No Object Is an Island: Enhancing 3D Semantic Segmentation Generalization with Diffusion Models

License: MIT Static Badge Static Badge Static Badge

This repository is the official PyTorch implementation of the NeurIPS 2025 paper: No Object Is an Island: Enhancing 3D Semantic Segmentation Generalization with Diffusion Models, authored by Fan Li, Xuan Wang, Xuanbin Wang, Zhaoxiang Zhang, and Yuelei Xu.

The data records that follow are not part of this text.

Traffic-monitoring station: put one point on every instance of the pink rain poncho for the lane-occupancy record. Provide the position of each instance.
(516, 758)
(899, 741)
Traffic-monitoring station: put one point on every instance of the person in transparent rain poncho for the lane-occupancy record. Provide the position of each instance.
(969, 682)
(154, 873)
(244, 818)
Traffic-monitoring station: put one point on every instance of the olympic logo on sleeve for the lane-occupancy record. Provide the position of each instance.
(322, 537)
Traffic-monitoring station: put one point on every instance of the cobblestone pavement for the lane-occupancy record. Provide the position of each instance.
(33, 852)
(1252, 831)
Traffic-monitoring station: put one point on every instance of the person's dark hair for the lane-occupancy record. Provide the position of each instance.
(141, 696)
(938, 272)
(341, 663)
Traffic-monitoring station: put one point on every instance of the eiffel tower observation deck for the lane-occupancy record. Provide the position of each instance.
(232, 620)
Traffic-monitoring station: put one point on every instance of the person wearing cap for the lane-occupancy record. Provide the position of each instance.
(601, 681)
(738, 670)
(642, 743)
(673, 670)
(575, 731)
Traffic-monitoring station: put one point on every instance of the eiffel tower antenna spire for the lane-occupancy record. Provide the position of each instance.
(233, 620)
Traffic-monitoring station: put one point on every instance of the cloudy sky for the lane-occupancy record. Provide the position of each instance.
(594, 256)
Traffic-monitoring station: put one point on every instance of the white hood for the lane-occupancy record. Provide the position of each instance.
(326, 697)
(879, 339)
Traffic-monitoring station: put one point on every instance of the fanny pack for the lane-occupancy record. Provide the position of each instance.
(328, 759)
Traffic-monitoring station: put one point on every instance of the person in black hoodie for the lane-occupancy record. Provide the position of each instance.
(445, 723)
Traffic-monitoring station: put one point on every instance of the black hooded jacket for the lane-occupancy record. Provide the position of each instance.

Abstract: Enhancing the cross-domain generalization of 3D semantic segmentation is a pivotal task in computer vision that has recently gained increasing attention. Most existing methods, whether using consistency regularization or cross-modal feature fusion, focus solely on individual objects while overlooking implicit semantic dependencies among them, resulting in the loss of useful semantic information. Inspired by the diffusion model's ability to flexibly compose diverse objects into high-quality images across varying domains, we seek to harness its capacity for capturing underlying contextual distributions and spatial arrangements among objects to address the challenging task of cross-domain 3D semantic segmentation. In this paper, we propose a novel cross-modal learning framework based on diffusion models to enhance the generalization of 3D semantic segmentation, named XDiff3D. XDiff3D comprises three key ingredients: (1) constructing object agent queries from diffusion features to aggregate instance semantic information; (2) decoupling fine-grained local details from object agent queries to prevent interference with 3D semantic representation; (3) leveraging object agent queries as an interface to enhance the modeling of object semantic dependencies in 3D representations. Extensive experiments validate the effectiveness of our method, achieving state-of-the-art performance across multiple benchmarks in different task settings.

Framework

Visual Results

Framework

Environment

  • Python (3.8.20)
  • PyTorch (2.4.1)
  • TorchVision (0.19.1)
  • spconv (2.3.6)
  • nuscenes-devkit (1.1.11)
  • mmcv (2.2.0)
  • mmsegmentation (1.2.2)
  • diffusers (0.30.2)

Installation

conda create -n xdiff3d python=3.8
conda activate xdiff3d
conda install pytorch==1.13.1 torchvision==0.14.1 torchaudio==0.13.1 pytorch-cuda=11.7 -c pytorch -c nvidia

Dataset Preparation

NuScenes:

  • Download & Extract: Download the Full dataset (v1.0) from the official NuScenes website and extract it to $NUSCENES_ROOT$.

  • Run Preprocessing:

    • Edit xmuda/data/nuscenes/preprocess.py.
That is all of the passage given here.